Dans le secteur de l’hôtellerie et de la restauration, les employés sont en chômage partiel ; dans les compagnies de transport, les chauffeurs, les apprentis et les nombreuses petites mains qui grouillent dans les gares broient du noir ; sans oublier  les travailleurs des maquis et boîtes de nuit, qui se retrouvent sans le sou.

La galère est donc la chose la mieux partagée par ces temps qui courent. Au demeurant, on se demande si les croquants d’hier ne font pas eux-mêmes leur propre contre-publicité quand on voit que le test de Rood-Woko n’est pas, à vrai dire, un éclatant succès, et c’est même un euphémisme, au grand dam des policiers et des nombreux volontaires impuissants face au bordel qui  a fait son retour.

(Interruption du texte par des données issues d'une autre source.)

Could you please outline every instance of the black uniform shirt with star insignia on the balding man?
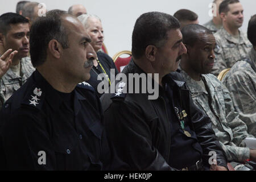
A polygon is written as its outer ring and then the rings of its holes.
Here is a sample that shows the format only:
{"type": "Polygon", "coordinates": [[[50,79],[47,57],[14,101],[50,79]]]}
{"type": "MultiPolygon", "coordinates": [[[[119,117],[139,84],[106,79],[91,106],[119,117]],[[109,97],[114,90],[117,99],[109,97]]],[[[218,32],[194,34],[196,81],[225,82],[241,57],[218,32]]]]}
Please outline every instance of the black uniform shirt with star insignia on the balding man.
{"type": "Polygon", "coordinates": [[[92,86],[60,93],[35,71],[0,114],[0,169],[100,170],[109,147],[92,86]]]}

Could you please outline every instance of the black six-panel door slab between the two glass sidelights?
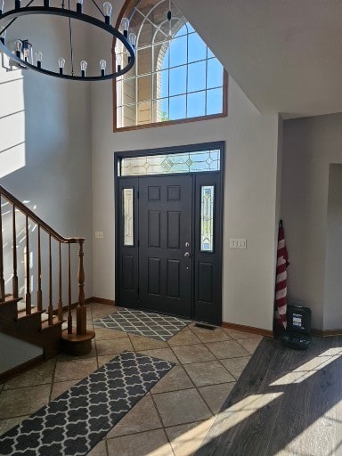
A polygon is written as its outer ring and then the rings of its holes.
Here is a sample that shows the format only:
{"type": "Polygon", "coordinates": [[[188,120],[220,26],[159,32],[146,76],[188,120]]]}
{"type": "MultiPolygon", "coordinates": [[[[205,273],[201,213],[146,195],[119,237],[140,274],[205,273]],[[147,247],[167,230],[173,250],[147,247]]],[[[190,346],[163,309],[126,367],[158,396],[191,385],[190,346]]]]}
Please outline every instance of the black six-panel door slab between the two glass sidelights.
{"type": "Polygon", "coordinates": [[[139,301],[191,317],[192,176],[139,179],[139,301]]]}

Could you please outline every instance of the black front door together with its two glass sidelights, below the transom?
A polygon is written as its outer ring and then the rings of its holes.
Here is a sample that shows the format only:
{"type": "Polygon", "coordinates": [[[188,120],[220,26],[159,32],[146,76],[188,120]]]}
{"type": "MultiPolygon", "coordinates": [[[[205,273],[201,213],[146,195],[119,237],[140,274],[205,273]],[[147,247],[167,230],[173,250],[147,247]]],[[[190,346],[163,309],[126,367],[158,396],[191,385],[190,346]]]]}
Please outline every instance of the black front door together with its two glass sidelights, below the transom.
{"type": "Polygon", "coordinates": [[[123,176],[117,191],[116,304],[220,324],[220,173],[123,176]]]}

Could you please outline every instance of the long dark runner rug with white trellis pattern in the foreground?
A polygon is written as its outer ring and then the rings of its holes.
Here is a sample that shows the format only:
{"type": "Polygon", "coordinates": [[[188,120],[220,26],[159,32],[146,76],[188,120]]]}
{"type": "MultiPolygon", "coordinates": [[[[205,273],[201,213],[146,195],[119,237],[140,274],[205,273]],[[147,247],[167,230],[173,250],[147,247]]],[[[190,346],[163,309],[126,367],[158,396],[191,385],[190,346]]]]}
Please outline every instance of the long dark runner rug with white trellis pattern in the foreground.
{"type": "Polygon", "coordinates": [[[83,456],[175,365],[123,352],[0,436],[0,454],[83,456]]]}

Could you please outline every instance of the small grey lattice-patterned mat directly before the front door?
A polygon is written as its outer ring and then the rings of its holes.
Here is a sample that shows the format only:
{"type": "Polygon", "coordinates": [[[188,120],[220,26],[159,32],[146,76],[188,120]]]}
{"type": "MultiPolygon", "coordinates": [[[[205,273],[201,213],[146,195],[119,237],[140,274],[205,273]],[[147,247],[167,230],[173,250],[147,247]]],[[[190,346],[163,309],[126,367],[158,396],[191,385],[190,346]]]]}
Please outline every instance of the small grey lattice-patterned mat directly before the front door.
{"type": "Polygon", "coordinates": [[[95,320],[94,326],[126,331],[136,336],[165,341],[175,336],[178,331],[189,323],[191,323],[191,320],[184,320],[171,315],[120,308],[115,314],[95,320]]]}

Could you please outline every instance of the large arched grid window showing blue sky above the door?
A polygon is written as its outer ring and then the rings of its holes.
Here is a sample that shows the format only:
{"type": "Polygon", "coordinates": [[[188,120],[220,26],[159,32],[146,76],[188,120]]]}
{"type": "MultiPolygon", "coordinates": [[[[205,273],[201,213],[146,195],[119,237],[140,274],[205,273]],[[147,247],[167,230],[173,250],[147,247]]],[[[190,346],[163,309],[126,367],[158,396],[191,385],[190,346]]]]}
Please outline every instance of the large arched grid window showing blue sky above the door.
{"type": "MultiPolygon", "coordinates": [[[[226,115],[226,73],[171,0],[140,0],[120,14],[136,35],[136,61],[115,86],[114,129],[226,115]]],[[[117,64],[126,54],[116,45],[117,64]]]]}

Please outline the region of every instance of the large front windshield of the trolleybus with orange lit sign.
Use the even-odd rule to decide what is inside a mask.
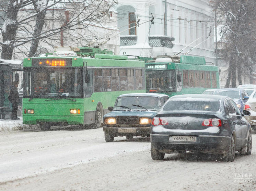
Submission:
[[[83,97],[82,68],[27,68],[25,98]]]

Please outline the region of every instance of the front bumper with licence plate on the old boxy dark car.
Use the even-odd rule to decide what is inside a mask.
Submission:
[[[106,127],[103,126],[103,131],[105,133],[109,133],[115,137],[118,136],[141,136],[141,137],[149,137],[150,136],[149,127]],[[133,132],[130,132],[133,131]]]

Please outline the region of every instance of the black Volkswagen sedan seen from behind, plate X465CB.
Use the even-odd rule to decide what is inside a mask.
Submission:
[[[250,155],[252,129],[232,99],[219,95],[171,97],[155,115],[151,127],[151,157],[165,153],[222,154],[233,161],[235,151]]]

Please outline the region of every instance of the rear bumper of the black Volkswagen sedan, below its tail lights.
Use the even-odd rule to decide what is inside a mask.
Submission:
[[[204,152],[222,153],[230,145],[231,137],[215,135],[198,135],[196,142],[170,141],[170,135],[150,135],[152,148],[163,153]]]

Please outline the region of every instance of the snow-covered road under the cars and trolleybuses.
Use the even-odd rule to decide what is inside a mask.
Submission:
[[[255,190],[251,156],[234,162],[191,153],[153,161],[150,138],[105,142],[102,128],[0,135],[0,190]]]

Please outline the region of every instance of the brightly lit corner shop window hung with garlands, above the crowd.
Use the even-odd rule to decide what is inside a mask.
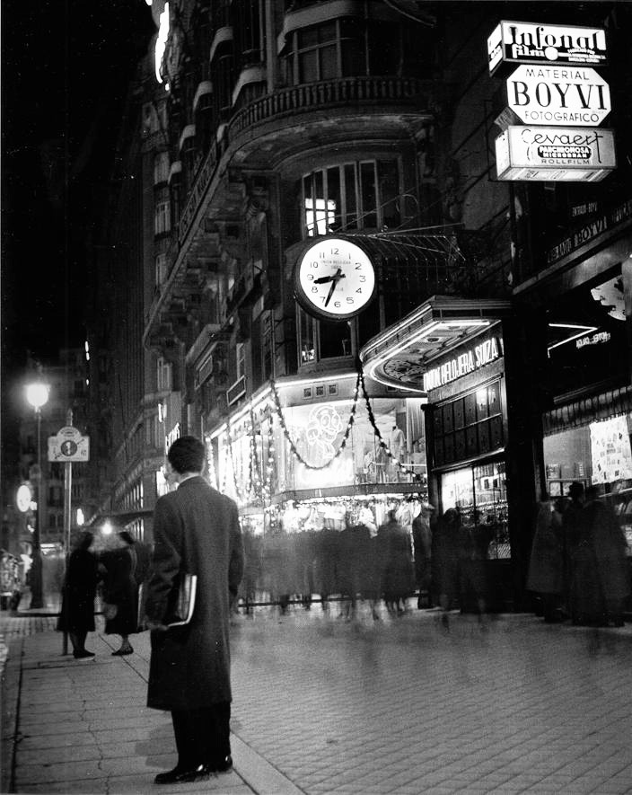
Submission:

Ouvrir tous les marchés dans ces conditions, alors que le nombre de contaminations est toujours en progression, soit  plus de 635 cas à la date du 26 avril, équivaudrait à un désarmement face au virus avec des conséquences sanitaires qui peuvent être désastreuses. Dans un autre registre, la réouverture des écoles, qui était programmée aujourd’hui même 28 avril,  a été repoussée en mai (voir communiqué en page 7).

Cela dit, on aurait tort de banaliser la petite étincelle d’hier, qui pourrait se propager très rapidement aux autres marchés à la vitesse du Covid-19.

Pour le moment, les manifestations ont été particulièrement pacifiques, les révoltés s’étant contentés de dresser des barricades sans faire de dégâts matériels et sans qu’on ait déploré de blessés ou de pertes en vie humaine.

Mais on ne sait jamais sur quoi peuvent déboucher ces mouvements d’humeur d’autant plus qu’on voit que dans d’autres pays, ils ont bien souvent et très vite tourné en émeutes de la faim. C’est le cas notamment dans les townships, en Afrique du Sud, au Zimbabwe, en Tunisie et au Nigeria où au moins 18 personnes ont été tuées et au Niger où une centaine de croquants ont été interpellés.